Algumas outras estratégias para fortalecer os vínculos parentais são o atendimento multidisciplinar dentro da Unidade Neonatal, com um Serviço Social e uma estrutura de Psicologia/Psicanálise que possa realizar a “triagem” desses pais e os acompanharem durante a internação – a internação na UTIN, mesmo que breve, pode causar casos de ansiedade e depressão (4). O contato com outros pais, conhecido como “peer-to-peer support”, diz respeito à rede de apoio criada entre pais que passam por situação semelhante, permitindo o compartilhamento de experiências e o sentimento de “unidade” (4,5).
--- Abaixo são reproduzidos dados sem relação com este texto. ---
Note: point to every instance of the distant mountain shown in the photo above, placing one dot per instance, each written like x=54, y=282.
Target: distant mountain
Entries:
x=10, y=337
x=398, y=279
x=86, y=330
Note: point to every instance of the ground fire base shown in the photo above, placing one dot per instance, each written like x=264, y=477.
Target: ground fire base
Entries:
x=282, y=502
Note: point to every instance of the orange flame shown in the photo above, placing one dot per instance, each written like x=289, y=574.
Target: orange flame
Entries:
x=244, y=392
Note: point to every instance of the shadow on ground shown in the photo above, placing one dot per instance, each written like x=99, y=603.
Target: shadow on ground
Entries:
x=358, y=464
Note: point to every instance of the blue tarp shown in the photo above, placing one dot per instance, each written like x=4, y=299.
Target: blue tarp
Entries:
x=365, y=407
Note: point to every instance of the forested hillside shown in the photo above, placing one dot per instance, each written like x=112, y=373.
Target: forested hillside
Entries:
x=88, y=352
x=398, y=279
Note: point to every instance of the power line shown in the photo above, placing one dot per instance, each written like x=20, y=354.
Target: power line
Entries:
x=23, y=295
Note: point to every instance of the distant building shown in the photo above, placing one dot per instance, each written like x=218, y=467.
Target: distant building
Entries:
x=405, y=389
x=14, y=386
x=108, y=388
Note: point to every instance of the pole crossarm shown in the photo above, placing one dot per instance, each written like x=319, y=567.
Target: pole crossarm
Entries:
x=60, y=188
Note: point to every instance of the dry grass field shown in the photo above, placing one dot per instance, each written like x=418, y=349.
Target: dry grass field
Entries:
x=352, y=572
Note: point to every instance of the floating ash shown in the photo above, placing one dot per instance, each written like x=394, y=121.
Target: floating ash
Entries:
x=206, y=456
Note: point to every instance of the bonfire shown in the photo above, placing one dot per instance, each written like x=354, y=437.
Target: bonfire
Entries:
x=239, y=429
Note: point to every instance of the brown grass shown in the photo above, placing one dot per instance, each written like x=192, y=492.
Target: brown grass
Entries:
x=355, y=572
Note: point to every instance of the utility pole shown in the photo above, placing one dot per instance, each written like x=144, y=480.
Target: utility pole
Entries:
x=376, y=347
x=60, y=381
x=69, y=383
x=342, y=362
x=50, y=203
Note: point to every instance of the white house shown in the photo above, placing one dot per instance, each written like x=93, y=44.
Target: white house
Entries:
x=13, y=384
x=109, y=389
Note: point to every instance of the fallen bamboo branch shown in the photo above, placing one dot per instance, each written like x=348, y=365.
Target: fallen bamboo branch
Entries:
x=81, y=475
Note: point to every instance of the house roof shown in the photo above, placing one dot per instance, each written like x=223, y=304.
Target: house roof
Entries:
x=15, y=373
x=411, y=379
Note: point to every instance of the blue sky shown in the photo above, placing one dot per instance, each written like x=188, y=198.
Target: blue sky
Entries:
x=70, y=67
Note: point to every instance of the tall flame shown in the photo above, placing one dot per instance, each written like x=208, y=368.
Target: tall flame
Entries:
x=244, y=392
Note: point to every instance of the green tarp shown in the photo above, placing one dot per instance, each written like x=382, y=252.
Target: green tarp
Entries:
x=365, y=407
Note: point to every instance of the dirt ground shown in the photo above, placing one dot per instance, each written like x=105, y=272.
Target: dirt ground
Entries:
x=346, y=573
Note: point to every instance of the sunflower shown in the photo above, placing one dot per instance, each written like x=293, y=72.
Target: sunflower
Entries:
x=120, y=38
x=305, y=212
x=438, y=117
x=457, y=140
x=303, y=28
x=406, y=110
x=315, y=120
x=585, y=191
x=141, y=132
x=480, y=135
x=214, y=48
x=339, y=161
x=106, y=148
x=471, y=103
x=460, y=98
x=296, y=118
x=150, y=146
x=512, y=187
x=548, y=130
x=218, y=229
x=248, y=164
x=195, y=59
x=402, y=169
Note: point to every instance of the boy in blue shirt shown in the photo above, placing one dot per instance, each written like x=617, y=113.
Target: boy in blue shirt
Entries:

Por fim, a criação de Unidades Neonatais centradas na família, com quartos familiares, permitindo uma presença mais intensiva e confortável dos pais na unidade, gera mais conforto e torna o ambiente intensivo menos hostil a essas famílias (4,5).
COVID e relações parentais: como a pandemia afeta o funcionamento das Unidades Neonatais
Desde o início da pandemia de COVID-19 no Brasil, em março/abril de 2020, houve uma intensa desestruturação da rede de apoio das famílias dentro das Unidades Neonatais, sobretudo pela necessidade de restringir a circulação de pessoas, mudando a rotina dessas unidades: limitação da permanência dos pais, restrição de visitas da família ampliada e das visitas dos pais com caso positivo de COVID-19. Essa situação piorou a sensação de distanciamento, culpa e medo, associada a equipes de saúde sobrecarregadas e estressadas pelo contexto mundial.
A solução encontrada para minimizar esse impacto foi criar alternativas para manter o vínculo dos pais, com chamadas de vídeo com familiares, envio de fotos e vídeos do bebê pela equipe de saúde para pais impossibilitados de visitar a Unidade Neonatal, reduzindo a sensação de separação familiar provocada pela separação, sem sobrecarregar as equipes de saúde (6).
Considerações finais
Como tutores e profissionais de saúde envolvidos diretamente na fase de maior suscetibilidade psíquica da criança, devemos repensar sobre nossa atuação na UTI Neonatal, nos esforçando para criar um ambiente propício para seu desenvolvimento e para a criação dos vínculos parentais.
Referências bibliográficas
- Se os bebês falassem. Myrian Szejer, 1ª edição. Instituto Langage, 2016.
- Atenção Humanizada ao recém-nascido: Método Canguru: Manual Técnico. Ministério da Saúde, Secretaria de Atenção À Saúde, Departamento de Ações Programáticas Estratégicas – 3 edição, Brasília: Ministério da Saúde, 2017.
- Martinez, A L M, Barbieri, V. A experiência da maternidade em uma família homoafetiva feminina. Estudos de Psicologia, Campinas. 28(2), 175-185, abril – junho 2011.
- Best Practice Guidelines. A multilayered approach in the NICU to support parents after the preterm birth of their infant. Early Human Development 139 (2019) 104838.
- Flacking, R. et al – The SCENE group. Closeness and separation in neonatal intensive care. Acta Paediatrica 101 (2012).
- Kirolos, S. et al. Asynchronous vídeo messaging promotes family involvement and mitigates separation in neonatal care. Arch Dis Child Fetal Neonatal Ed 2020; 0; F1-F6.